Even after facing backlash for effectively killing an act historically seen as a bi-partisan non-issue, House Majority Leader Eric Cantor is short on answers explaining precisely why he and a number of his fellow Republicans opposed the Senate version of the Violence Against Women Act reauthorization.
"Majority Leader Cantor has worked hard seeking to move the bill forward so we can protect all victims and prosecute offenders," Cantor's office told Melissa Harris-Perry Thursday in a written statement. "The majority leader has been working with our members and directly with Vice President Biden to seek common ground across party lines and put an end to violence against women."
But the House version Cantor supports, by definition, does not protect "all victims." That description would apply more accurately to the more inclusive version, which added provisions granting legal protections to American Indians, undocumented immigrants, and lesbian and trans women, and passed with a supermajority in the Senate.

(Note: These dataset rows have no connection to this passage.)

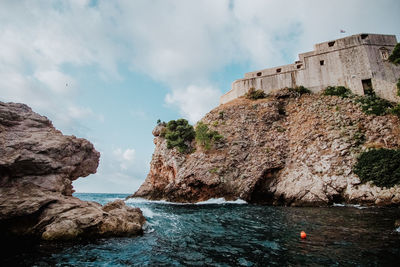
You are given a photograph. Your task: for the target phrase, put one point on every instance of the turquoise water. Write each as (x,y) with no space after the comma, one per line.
(231,234)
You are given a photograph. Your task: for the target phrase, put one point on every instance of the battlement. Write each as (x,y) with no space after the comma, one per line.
(356,61)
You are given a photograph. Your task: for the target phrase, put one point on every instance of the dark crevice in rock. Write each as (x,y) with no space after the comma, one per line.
(261,191)
(23,225)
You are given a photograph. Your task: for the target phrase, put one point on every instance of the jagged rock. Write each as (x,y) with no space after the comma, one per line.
(285,149)
(37,166)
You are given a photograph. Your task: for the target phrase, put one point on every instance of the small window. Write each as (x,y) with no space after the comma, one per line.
(384,53)
(367,87)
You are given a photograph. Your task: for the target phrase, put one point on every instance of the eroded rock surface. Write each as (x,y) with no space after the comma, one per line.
(282,150)
(37,166)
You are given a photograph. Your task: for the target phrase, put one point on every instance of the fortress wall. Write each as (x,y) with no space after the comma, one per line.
(346,62)
(384,73)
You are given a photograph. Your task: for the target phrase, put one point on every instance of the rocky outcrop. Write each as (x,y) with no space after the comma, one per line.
(37,166)
(285,149)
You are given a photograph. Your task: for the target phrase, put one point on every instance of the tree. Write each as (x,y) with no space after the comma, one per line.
(179,134)
(205,137)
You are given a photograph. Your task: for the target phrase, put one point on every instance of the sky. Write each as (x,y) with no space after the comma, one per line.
(108,70)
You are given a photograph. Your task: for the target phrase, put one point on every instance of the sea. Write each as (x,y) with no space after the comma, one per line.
(230,233)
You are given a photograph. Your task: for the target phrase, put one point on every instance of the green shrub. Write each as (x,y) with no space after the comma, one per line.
(398,87)
(371,104)
(254,94)
(300,89)
(337,91)
(381,166)
(179,134)
(395,56)
(205,137)
(396,110)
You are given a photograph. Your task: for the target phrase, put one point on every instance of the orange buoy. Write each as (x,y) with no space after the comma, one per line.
(303,235)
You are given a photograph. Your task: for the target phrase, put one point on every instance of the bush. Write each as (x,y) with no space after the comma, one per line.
(398,87)
(395,56)
(381,166)
(300,89)
(396,110)
(371,104)
(337,91)
(205,137)
(254,94)
(179,134)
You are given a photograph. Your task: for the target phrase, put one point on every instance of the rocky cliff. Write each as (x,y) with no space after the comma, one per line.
(284,150)
(37,166)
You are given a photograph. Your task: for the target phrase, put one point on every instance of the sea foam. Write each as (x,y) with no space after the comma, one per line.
(206,202)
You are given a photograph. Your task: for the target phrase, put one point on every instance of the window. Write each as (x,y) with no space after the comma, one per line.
(367,87)
(384,53)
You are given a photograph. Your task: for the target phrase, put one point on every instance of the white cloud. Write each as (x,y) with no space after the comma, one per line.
(193,101)
(55,80)
(124,157)
(79,112)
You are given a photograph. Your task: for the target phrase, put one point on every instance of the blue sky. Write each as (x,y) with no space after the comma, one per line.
(107,70)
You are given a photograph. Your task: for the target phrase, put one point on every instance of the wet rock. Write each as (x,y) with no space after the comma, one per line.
(37,166)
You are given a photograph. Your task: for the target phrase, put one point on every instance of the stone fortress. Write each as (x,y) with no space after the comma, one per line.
(358,62)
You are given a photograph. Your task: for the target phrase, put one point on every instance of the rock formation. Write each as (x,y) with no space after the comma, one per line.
(283,150)
(37,166)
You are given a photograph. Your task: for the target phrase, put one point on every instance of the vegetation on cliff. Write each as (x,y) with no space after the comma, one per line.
(179,133)
(395,59)
(380,166)
(206,137)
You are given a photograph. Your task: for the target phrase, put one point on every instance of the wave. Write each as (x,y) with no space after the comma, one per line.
(206,202)
(221,201)
(357,206)
(148,213)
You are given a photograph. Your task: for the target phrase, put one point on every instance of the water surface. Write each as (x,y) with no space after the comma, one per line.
(231,234)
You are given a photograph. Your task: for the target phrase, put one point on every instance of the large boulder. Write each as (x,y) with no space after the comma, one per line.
(37,166)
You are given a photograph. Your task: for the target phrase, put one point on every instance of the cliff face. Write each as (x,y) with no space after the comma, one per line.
(281,150)
(37,166)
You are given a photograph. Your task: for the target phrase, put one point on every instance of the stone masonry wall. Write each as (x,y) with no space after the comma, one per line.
(345,61)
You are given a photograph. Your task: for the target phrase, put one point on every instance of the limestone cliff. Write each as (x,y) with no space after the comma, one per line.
(37,166)
(285,149)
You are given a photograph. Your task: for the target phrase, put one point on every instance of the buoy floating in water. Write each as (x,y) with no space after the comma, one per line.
(303,235)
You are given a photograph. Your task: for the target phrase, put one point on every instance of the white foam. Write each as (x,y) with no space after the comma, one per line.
(357,206)
(136,200)
(111,199)
(207,202)
(221,201)
(148,213)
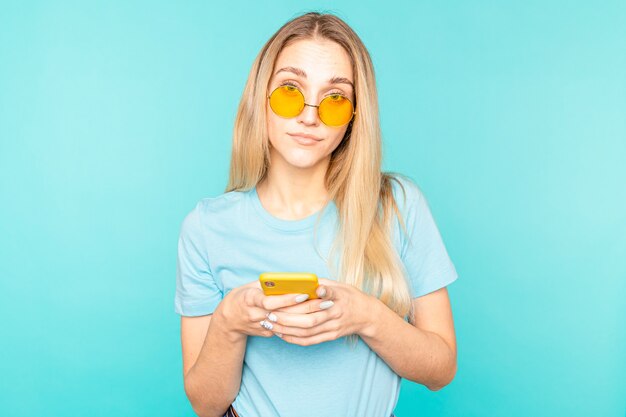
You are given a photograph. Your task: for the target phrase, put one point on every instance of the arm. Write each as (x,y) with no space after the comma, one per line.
(213,358)
(423,352)
(214,346)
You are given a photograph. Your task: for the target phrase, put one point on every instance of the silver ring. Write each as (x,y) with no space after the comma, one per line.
(267,325)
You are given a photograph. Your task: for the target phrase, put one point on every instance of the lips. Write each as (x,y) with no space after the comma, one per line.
(305,135)
(304,139)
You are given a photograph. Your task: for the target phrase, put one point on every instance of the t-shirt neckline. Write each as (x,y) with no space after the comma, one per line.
(287,225)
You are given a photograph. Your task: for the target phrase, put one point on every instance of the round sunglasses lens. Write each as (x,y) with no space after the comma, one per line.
(287,101)
(335,110)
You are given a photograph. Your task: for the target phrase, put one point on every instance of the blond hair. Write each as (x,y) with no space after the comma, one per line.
(363,254)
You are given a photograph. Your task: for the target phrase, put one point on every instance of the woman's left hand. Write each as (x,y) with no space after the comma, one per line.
(341,310)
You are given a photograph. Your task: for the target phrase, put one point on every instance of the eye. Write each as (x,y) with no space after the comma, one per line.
(336,97)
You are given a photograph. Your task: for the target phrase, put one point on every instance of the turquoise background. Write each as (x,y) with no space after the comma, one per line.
(116,118)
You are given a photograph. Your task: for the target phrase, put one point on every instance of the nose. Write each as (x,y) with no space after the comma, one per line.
(309,115)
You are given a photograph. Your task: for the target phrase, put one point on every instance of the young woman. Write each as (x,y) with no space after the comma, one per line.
(306,194)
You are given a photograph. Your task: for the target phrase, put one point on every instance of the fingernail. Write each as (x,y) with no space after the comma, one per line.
(300,298)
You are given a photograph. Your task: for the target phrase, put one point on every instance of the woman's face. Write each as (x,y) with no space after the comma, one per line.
(310,65)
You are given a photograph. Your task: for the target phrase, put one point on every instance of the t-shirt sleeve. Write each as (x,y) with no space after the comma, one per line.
(422,250)
(196,291)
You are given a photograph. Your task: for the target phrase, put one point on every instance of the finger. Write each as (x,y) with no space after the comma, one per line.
(307,307)
(327,326)
(274,302)
(303,321)
(326,292)
(328,282)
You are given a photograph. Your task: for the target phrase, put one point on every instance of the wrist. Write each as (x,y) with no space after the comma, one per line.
(373,311)
(225,322)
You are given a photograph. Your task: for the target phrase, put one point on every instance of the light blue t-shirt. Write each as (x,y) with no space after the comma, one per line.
(227,241)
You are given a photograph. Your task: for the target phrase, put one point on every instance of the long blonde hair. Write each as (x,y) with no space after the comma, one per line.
(363,254)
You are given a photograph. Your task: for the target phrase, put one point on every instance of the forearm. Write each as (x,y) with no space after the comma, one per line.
(414,354)
(213,381)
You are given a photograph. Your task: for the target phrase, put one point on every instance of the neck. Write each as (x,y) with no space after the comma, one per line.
(292,193)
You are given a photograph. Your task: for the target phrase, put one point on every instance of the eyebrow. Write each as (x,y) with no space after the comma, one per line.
(301,73)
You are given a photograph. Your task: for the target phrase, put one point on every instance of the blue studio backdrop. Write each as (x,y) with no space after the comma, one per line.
(116,118)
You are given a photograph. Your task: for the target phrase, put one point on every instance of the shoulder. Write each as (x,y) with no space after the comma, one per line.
(407,194)
(214,209)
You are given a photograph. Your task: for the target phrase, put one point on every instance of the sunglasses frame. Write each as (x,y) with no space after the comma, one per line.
(312,105)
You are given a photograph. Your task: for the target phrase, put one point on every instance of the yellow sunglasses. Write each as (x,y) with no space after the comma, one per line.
(334,110)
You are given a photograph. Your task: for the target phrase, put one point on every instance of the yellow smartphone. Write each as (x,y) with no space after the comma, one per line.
(277,283)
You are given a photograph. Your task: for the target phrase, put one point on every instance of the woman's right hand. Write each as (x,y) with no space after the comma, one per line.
(244,310)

But per a new report today from Talking Points Memo's Sahil Kapur, what happened when it got to the House was vintage GOP obstructionism:
Republican leaders deployed their female members to make the case for it, notably Rep. Cathy McMorris Rodgers (WA), a leadership member, and Rep. Sandy Adams (FL), herself a victim of domestic violence. Over the objections of advocates for abused victims, but with the support of a so-called men’s rights group, House GOP leaders passed their version on a partisan vote, despite a White House veto threat.And that’s when the legislation stalled, never to recover.
A Republican source who complained of House Democratic tactics to TPM pointed to a Dec. 7 letter from the National Task Force to End Sexual and Domestic Violence Against Women applauding Cantor's "good faith" negotiations with Democrats like Sen. Patrick Leahy of Vermont concerning the new VAWA provisions. Dec. 7 was a while ago; what are they saying now?
In a statement posted on their site Thursday expressing their "anger" over the failure to pass a new VAWA, it appears the national task force has run out of patience.
"The U.S. House of Representatives continued to voice strong opposition to offering basic protections to certain vulnerable populations..." the task force wrote. "There is no time to waste in addressing the needs of victims. We call on the 113th Congress to act immediately on VAWA this month and pass a bill that safely and effectively meets the needs of all victims."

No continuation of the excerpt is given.